Web Framework. Went with PHP because they knew it and other successful sites like Digg and Yahoo successfully deploy PHP. They chose Symfony as there framework because of its nice documentation and active development community. And Yahoo also uses Symfony. It's a decision that has worked well for them.
PHP Cache. eAccelerator is used to compile and cache PHP scripts.
Object and Content Cache. The plan is to cache a lot of content. For a bid site like theirs this makes sense. Many of the pieces are used over and over again so putting them in memory will speed up the entire system and take pressure off the database and the IO system. Initially the used a SQLite cache on top of of a memory based file system. This choice was because it was supported by Symfony. When a memcached plugin is available they'll try that.
Client Side Cache. Lighttp's mod_expire module is used to prevent Javascript, style sheets, and images that rarely change from being uncessarily redownloaded by the browser.
Monitoring. Munin is used to monitor their resource usage. It's as simple as visiting "yoursite.com/status" to see what's going on.
Log Analysis. AWStats is used to track hits and types of requests. This information can be used to target bottlenecks.
Scalability Plan.
- Use Munin to tell when to think about upgrading. When your growth trend will soon cross your resources trend, it's time to do something.
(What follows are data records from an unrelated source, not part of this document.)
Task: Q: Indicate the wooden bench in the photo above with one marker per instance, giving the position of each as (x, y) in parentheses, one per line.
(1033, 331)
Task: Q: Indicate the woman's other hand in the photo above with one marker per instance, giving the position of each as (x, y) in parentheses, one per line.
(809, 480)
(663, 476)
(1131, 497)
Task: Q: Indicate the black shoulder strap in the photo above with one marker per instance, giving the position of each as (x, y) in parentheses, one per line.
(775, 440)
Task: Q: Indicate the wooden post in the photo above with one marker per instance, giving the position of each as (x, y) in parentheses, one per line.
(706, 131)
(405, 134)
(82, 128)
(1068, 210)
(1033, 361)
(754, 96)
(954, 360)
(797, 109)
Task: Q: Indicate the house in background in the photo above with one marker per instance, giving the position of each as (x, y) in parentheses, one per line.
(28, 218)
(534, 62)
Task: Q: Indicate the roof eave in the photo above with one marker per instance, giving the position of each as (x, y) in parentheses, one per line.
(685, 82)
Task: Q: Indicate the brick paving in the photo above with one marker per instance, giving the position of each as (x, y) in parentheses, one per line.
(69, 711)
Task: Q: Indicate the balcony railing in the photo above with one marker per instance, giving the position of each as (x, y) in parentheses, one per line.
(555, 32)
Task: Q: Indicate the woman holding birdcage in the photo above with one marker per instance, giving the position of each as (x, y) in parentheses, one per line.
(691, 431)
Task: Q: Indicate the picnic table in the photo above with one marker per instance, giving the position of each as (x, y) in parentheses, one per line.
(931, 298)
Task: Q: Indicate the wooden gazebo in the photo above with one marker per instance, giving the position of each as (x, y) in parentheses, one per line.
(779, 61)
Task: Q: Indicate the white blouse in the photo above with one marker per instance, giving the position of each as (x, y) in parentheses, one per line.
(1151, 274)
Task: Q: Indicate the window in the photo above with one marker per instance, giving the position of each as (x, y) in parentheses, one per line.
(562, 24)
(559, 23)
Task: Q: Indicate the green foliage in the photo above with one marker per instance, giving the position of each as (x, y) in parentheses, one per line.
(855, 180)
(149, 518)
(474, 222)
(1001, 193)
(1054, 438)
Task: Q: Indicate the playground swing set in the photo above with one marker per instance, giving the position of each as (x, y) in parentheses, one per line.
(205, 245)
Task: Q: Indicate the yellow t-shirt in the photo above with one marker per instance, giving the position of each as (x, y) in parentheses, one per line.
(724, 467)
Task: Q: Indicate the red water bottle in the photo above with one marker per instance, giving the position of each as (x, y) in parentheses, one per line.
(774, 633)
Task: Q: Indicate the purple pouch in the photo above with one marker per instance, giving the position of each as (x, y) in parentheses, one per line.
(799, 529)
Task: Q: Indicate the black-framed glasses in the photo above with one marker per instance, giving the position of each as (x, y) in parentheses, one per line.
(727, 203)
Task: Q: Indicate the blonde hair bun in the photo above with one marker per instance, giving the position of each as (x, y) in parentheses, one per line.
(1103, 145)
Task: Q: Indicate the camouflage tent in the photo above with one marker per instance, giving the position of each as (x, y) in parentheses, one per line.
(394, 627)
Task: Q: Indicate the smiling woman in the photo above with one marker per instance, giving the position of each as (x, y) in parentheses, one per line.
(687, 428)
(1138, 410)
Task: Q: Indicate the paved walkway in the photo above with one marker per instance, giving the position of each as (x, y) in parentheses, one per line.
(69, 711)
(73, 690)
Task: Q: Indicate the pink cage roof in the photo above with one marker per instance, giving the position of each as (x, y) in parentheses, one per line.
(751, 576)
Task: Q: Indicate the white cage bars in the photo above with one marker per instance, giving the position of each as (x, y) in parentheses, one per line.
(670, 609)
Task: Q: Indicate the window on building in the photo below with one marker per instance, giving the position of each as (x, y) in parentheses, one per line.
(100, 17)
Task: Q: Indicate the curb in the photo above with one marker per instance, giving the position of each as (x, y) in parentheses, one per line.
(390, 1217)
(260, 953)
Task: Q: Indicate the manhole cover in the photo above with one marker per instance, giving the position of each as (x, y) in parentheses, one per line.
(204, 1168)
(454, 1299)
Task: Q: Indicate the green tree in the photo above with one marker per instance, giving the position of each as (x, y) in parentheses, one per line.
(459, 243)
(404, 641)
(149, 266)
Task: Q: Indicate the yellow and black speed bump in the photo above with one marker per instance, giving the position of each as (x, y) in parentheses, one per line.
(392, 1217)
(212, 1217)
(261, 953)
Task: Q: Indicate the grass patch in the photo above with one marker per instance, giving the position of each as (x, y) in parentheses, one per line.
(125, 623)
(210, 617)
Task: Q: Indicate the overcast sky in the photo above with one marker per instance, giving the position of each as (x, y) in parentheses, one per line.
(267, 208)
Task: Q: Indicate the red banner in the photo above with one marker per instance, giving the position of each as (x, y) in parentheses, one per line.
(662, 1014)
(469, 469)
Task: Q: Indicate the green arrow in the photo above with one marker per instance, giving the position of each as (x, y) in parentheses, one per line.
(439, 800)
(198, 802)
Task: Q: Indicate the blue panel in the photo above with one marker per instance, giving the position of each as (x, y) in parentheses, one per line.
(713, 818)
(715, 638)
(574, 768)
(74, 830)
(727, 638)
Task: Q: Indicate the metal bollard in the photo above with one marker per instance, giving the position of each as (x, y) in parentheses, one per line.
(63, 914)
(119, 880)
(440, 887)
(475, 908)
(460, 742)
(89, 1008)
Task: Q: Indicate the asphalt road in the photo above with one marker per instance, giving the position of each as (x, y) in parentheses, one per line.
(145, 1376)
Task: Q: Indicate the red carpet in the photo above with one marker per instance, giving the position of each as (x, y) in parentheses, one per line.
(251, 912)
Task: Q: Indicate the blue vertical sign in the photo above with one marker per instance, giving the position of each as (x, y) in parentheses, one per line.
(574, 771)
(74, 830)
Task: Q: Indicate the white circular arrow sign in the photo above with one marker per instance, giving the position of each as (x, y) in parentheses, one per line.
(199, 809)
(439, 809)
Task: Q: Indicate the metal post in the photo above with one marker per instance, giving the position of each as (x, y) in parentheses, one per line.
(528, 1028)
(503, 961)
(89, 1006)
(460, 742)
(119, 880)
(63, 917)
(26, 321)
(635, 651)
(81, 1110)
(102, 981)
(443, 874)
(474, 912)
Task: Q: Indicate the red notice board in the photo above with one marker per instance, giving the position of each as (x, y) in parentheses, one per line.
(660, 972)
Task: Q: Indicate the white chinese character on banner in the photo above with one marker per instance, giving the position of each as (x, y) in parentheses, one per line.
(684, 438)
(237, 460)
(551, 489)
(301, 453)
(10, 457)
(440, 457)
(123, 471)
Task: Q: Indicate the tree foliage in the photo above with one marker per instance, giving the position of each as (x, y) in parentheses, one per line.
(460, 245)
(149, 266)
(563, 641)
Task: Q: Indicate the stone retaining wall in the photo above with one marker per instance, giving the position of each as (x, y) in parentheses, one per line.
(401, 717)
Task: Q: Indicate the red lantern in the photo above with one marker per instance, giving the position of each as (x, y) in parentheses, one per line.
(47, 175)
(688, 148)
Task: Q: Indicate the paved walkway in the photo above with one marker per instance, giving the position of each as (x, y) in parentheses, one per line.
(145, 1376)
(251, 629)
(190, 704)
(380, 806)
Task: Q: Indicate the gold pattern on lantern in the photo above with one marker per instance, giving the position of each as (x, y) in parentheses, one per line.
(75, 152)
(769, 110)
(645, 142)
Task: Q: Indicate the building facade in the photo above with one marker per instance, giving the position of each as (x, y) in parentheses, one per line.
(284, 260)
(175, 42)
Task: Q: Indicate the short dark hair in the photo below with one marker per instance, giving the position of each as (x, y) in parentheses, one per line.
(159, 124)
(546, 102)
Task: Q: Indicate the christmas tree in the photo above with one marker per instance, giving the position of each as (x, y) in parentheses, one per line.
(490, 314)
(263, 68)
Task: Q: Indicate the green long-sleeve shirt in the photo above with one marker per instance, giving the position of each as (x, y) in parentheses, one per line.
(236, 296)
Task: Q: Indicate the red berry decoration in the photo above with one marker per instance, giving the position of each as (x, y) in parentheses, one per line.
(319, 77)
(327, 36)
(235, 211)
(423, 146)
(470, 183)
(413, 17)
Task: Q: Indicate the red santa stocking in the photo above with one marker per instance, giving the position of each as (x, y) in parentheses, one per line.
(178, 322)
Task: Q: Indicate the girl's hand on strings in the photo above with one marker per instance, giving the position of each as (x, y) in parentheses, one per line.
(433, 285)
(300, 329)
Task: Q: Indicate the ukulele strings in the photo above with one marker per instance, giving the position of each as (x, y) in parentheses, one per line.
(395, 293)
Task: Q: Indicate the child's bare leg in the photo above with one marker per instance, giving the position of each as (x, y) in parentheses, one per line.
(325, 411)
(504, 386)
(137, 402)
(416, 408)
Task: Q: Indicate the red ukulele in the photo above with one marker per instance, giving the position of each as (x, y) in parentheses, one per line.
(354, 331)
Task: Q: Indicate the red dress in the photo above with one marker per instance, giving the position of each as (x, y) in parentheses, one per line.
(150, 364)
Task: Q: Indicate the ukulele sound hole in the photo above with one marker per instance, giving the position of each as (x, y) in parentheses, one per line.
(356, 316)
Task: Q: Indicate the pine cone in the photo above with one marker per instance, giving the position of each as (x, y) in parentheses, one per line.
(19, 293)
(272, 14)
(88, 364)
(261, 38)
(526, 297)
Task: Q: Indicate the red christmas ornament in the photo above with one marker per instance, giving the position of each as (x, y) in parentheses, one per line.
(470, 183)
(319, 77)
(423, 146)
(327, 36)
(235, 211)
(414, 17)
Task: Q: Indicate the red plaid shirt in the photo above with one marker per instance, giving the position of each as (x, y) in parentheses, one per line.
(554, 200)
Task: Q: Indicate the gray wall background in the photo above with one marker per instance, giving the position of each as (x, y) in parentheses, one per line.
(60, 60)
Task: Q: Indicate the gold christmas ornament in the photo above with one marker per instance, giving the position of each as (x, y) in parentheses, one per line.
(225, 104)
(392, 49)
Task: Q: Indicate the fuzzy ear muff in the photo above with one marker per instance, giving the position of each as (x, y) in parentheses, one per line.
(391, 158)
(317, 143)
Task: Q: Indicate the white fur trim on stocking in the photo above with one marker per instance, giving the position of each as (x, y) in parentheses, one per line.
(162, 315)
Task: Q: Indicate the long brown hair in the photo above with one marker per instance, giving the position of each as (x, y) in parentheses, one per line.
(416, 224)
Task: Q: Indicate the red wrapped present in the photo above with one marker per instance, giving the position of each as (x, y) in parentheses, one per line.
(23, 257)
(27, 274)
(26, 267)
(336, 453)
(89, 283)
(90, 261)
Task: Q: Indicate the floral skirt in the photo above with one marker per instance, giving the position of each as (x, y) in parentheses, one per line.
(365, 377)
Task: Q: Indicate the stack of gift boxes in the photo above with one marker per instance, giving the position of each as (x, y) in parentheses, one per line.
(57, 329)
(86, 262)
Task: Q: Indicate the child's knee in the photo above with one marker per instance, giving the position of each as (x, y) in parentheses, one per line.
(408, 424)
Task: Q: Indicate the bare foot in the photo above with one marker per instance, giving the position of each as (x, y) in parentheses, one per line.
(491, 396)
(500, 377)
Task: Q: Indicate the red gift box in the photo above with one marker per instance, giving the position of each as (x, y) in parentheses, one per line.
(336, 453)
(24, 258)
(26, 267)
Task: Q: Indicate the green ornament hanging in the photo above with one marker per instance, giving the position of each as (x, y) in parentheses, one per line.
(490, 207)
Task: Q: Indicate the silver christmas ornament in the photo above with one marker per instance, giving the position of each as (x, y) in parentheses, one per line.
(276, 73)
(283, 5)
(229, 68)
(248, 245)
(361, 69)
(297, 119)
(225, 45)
- Move MySQL to a separate server. This frees up resources (CPU, disk, memory). What you want to run on this server depend on its capabilities. Maybe run a memcached server on it.
- Move to a distributed memory cache using memcached.
- Add a MySQL master/slave configuration.
- If more webservers are needed us LVS on the front end as a load balancer.
Future Directions. Work on fault tolerance.
Lessons Learned
It's possible to create a nice site fairly quickly with just a few people using commonly available low cost tools. And your system will be solid and powerful. No cut corners.
Use feedback from your system to know what needs optimizing and when it's time to scale.
Good documentation and an active community draw people. These are very attractive qualities for people making decisions about what to use. It's hard to go with a tool chain when it looks like you may get stuck in the future with no way out and no help. If you make tools make them dead easy to understand, learn, use, and deploy.
Stick with the familiar. It may not be optimal, it may not be the best, but it's more important that you get started and make progress. You don't want to delay releasing your site so you can learn a completely different tool chain that may make your life somewhat easier and in some projected future. The future is now.
Use what works for other people. The fact that Yahoo and Digg use PHP is a good recommendation. Certainly PHP is not the only way to build a site, but it does cut your risk level and help you sleep at night. It also means there's an active community that can help you when you have problems.